The piecing begins

When my son went back to school this year, I found myself attending a two-hour meeting for the parents of students new to the school’s symphonic band which is also the school’s marching band.

There are very particular duties during what is known as “marching season” not the least of which is making sure that the marching uniform is clean for all performances.

Usually, there is plenty of time to make sure the uniform is clean and in good repair, but this past Friday the band had a football game to perform at which included a half-time show that required marching on a field that had gotten two full days of rain earlier in the week.

Just fifteen hours after being dismissed from that performance, the band was scheduled to meet up to prepare for and then go to a marching band competition.

That left me not as much time as I would have liked to get the mud off the white pants that my son had worn for marching, but as I stood at the kitchen sink scrubbing the offending stains with a toothbrush and the recommended cleaners, I realized I was doing something that my grandmother would have valued a great deal, and I while I doubt that I did as good a job as she would have (no one could wield a washboard the way my grandmother could), she would have at least approved of my efforts.

When I had gotten the pants were as clean as I could get them, I put them in the washer. It was at this point, I was finally able to get to my crochet.

The first thing I wanted to get done was all of the crochet “tiles” for the corner panel that depicts my grandmother’s stove.

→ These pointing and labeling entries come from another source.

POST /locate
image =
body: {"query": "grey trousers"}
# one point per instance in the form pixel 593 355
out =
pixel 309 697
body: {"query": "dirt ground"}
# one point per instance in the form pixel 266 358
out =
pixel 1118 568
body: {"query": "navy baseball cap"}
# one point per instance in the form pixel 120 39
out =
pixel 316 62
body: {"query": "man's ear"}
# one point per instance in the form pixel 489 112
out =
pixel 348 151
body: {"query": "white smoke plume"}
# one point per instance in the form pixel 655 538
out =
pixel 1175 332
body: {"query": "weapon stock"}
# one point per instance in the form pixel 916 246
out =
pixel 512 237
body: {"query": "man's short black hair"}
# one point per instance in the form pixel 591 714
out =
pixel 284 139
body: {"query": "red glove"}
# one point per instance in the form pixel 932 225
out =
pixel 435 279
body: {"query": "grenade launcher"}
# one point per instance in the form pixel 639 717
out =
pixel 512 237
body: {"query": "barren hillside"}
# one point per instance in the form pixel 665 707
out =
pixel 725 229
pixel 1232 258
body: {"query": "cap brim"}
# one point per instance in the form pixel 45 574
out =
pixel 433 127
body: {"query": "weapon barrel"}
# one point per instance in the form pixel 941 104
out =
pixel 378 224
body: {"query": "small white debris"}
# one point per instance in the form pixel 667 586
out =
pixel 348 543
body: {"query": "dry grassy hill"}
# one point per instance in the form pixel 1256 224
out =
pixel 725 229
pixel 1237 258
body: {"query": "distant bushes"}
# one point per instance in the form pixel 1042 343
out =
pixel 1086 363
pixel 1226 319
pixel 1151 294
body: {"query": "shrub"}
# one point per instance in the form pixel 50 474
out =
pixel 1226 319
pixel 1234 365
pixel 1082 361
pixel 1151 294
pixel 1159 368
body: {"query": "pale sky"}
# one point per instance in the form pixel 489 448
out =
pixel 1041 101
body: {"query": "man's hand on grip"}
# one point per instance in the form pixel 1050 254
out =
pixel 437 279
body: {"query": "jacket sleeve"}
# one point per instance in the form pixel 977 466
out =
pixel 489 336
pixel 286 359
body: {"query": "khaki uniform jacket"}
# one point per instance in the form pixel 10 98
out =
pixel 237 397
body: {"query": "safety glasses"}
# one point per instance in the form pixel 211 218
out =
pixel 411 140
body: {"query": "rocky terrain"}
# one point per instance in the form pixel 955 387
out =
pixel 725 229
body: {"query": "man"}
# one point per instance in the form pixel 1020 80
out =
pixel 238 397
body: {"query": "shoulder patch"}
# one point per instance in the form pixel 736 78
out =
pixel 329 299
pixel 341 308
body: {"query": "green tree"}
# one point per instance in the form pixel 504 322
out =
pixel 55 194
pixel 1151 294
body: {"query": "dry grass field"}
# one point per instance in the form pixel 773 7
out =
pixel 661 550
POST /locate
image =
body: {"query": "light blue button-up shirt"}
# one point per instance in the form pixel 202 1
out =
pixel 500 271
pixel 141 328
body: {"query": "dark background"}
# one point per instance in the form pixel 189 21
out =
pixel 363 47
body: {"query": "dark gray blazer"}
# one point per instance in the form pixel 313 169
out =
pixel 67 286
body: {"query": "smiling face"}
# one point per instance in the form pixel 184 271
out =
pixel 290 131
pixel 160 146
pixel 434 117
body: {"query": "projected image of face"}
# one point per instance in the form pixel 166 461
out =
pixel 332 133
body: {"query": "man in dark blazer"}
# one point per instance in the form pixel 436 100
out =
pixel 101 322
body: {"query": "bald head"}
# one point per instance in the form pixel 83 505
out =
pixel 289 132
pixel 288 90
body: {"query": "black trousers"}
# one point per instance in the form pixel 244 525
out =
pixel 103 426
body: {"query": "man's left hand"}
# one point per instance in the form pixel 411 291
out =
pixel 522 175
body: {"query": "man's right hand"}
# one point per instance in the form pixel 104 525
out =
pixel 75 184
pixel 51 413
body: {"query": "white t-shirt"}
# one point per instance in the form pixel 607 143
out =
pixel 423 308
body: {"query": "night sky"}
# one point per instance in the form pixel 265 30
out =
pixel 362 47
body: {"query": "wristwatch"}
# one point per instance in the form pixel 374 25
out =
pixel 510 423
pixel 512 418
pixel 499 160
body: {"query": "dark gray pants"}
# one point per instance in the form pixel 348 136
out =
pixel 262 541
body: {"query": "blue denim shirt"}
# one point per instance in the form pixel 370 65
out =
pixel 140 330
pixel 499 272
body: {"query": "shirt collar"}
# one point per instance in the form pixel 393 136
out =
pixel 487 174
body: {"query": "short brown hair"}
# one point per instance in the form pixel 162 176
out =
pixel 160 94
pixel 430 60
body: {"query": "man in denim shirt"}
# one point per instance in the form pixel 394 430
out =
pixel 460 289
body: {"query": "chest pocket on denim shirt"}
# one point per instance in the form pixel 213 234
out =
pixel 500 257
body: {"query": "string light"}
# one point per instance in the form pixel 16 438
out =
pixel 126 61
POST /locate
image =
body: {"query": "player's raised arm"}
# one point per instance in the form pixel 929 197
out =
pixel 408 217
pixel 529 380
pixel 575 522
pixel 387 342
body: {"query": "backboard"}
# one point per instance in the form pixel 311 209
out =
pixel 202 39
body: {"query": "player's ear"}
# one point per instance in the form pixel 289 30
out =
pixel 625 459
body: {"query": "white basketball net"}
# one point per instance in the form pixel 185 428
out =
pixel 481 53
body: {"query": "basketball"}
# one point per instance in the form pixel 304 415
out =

The work did not go quickly, but eventually, I did get it done. Here are the seven squares I needed to complete the panel:

seven crochet squares
The last seven crochet tiles

With those squares done, I began to move forward on joining the pieces of the corner panels, and had gotten this far by the time the sun began to set on my weekend:

crochet squares squared
I begin piecing the corner crochet panels

The one consistent thing about state fair season (and life) is that there is never enough time for me to do everything I want to do, but I persist and continue to move forward, one stitch at a time.